SHOULD YOU BUY OR SELL BP SHARES?

The announcement of the net zero plan is only likely to ramp up the pressure on the business and this could be damaging to the share price.

Recent pressure on oil prices linked to the coronavirus outbreak is another headwind. Income is the main attraction of the stock – the company has a 6.8% prospective dividend yield based on consensus forecasts – and we do think it’s unlikely that the dividend will be cut in the foreseeable future.

However, this has to be balanced against the risk of further capital losses. September, when the company’s investor day should provide more meat on the bones of these new targets, looks like a potential negative catalyst.

What could happen? Either the company won’t go far enough to appease shareholders who want it to take decisive action on climate change or it goes too far and alienates investors who prize a dividend underpinned by cash flow from its oil and gas related businesses.

There are just too many unknowns and headwinds to warrant owning the shares now. Existing shareholders should sell and prospective investors should look elsewhere for opportunities.


What do the experts think?

One fund manager who wished to remain anonymous and who attended Looney’s presentation of the net zero plan told Shares
that the BP boss ‘walked a fine tightrope’ but reckons he carried it off.

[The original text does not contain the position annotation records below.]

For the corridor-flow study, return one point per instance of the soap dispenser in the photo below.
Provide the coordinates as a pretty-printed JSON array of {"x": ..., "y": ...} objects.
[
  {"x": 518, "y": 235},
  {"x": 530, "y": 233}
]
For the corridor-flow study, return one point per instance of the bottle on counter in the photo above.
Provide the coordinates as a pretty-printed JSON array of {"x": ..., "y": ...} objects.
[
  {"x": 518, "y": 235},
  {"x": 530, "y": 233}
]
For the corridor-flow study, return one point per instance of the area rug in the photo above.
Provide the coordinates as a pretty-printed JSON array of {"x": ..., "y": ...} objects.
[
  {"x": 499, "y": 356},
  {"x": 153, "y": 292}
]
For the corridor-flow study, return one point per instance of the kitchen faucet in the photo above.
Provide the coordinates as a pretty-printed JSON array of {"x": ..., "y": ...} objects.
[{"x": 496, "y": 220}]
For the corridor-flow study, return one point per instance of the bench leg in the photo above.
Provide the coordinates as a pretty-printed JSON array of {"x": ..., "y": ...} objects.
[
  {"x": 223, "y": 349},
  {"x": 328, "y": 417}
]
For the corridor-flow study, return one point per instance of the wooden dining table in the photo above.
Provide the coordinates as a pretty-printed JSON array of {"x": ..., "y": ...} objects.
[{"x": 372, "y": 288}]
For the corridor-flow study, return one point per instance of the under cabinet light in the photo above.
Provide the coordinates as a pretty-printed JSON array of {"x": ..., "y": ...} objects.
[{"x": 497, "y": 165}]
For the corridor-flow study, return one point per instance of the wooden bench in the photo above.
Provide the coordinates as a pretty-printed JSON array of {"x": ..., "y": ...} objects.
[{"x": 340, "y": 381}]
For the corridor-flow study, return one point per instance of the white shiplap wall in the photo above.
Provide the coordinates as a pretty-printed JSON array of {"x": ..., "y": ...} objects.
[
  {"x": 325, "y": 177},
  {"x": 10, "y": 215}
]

They note the retail investor perception that fossil fuels are bad therefore BP should get rid of them but point out this would just pass the problem to someone else and it would still be a problem for society.

Consultancy Lux Research’s Holly Havel says BP’s announcement references methane detection and low carbon investments, but highlights that BP’s broader decarbonisation strategy is centered around completely restructuring the organisation. ‘BP has struggled to reinvent itself in the past but may find more success as the industry reaches a turning point in the evolving energy transition.’

Berenberg analysts Henry Tarr and Ilkin Karimli see a risk from the whole oil and gas sector investing in this transition at once. ‘With substantial regulatory and technological uncertainty, not to mention increasing competition, it remains to be seen how fast and successfully such a transition can be made. We have already seen that crowding of industry investment into “growth” areas can drive overcapacity and weak returns (eg in gas and petrochemicals), although industry players will hope that such overcapacity is cyclical in nature and eventually reverts back to healthier levels.’